# Chinese plotter driver help



## chrisevans (Nov 14, 2020)

Hi all ive recently pulled my plotter back out of the attic and tried to set it back up, unfortunately the drivers are now missing as I have a new computer and didn't save the old drivers, its a generic Chinese plotter with no real make as such it just says "plotter cutter 721" would any of you lovely people be able to point me in the right direction to be able to get the correct drivers for this machine? 
I really don't want to have to bin it and buy new just to get the drivers please help. 
Thanks in advance


----------



## MadeDesigns (Feb 19, 2013)

sounds like drivers from uscutter would work. Give that a shot at uscutter.com They have a modle called 721 and from experiance all these china plotters are similar


----------



## chrisevans (Nov 14, 2020)

Thanks for the reply ive looked at uscutter a few times in my searches for these drivers ill have another look to see whats what


----------



## chrisevans (Nov 14, 2020)

Yes I remember now the 721 that uscutter do does not look like my plotter very similar but it has the control panel on top mine is on the front right hand side would this matter


----------



## naattila (Nov 10, 2020)

Most of chinese cutters does not have REAL USB interface. It is a USB-Serial adapter integrated into the cutter. Windows 10 and 7 automatically recognise the device.
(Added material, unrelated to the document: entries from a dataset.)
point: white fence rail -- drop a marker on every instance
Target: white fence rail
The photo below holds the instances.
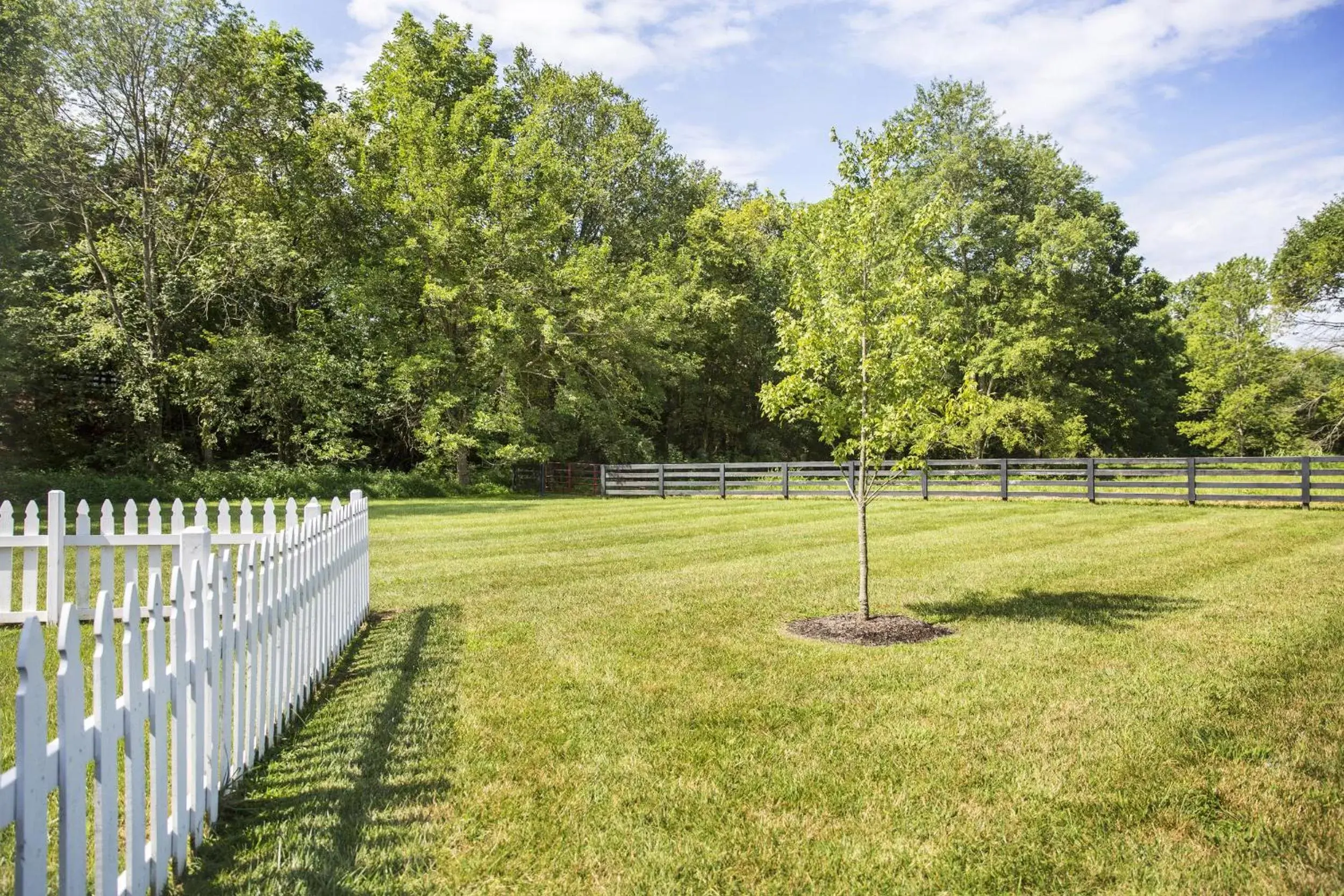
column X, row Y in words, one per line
column 251, row 626
column 1284, row 480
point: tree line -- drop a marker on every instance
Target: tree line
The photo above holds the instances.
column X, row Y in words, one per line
column 468, row 264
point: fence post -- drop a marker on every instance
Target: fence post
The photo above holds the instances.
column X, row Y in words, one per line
column 55, row 554
column 30, row 726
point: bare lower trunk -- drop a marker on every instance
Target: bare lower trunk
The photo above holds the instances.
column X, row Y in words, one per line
column 863, row 561
column 464, row 468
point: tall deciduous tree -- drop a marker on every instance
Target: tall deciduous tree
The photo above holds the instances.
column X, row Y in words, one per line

Check your device manager for the port number. On Your software set your cutter Serial port number you find on device manager. for MAC users search for 'CH341 mac driver'. If you still need driver, Download and Install 'Sure Cuts a Lot' there are shared Drivers in the "C:\Program Files\Craft Edge\Sure Cuts A Lot 5 Pro\Drivers" folder for all chinese models.


----------



## hawaiianphatboy (Apr 28, 2008)

I believe you may have some luck like suggested with the USCutter. Look for the MH model drivers. I think those should work for you. Good luck.


----------



## chrisevans (Nov 14, 2020)

Hi all thanks for all the help none of the uscutter drivers worked i finally got there in the end and now have a working plotter once again i think it was a refine eh/mh721 if anyone needs the driver I can send it no problem


----------



## michellepatrik (Jan 8, 2012)

chrisevans said:


> Hi all thanks for all the help none of the uscutter drivers worked i finally got there in the end and now have a working plotter once again i think it was a refine eh/mh721 if anyone needs the driver I can send it no problem


Hi , I need this driver please , if you could send me the driver, high;ly apreciated. Thank you


----------



## Silvi (Jun 11, 2019)

michellepatrik said:


> Hi , I need this driver please , if you could send me the driver, high;ly apreciated. Thank you


Search Google for "ArtCut" software. To find the free copy you can download. This software supports most plotter drivers, including Chinese plotters.


----------



## Fahdiel (Jun 4, 2021)

Hi I need that drivers please


----------



## Silvi (Jun 11, 2019)

Fahdiel said:


> Hi I need that drivers please


Search Google for *"ArtCut" software*. To find the free copy you can download. This software supports most plotter drivers, including Chinese plotters.


----------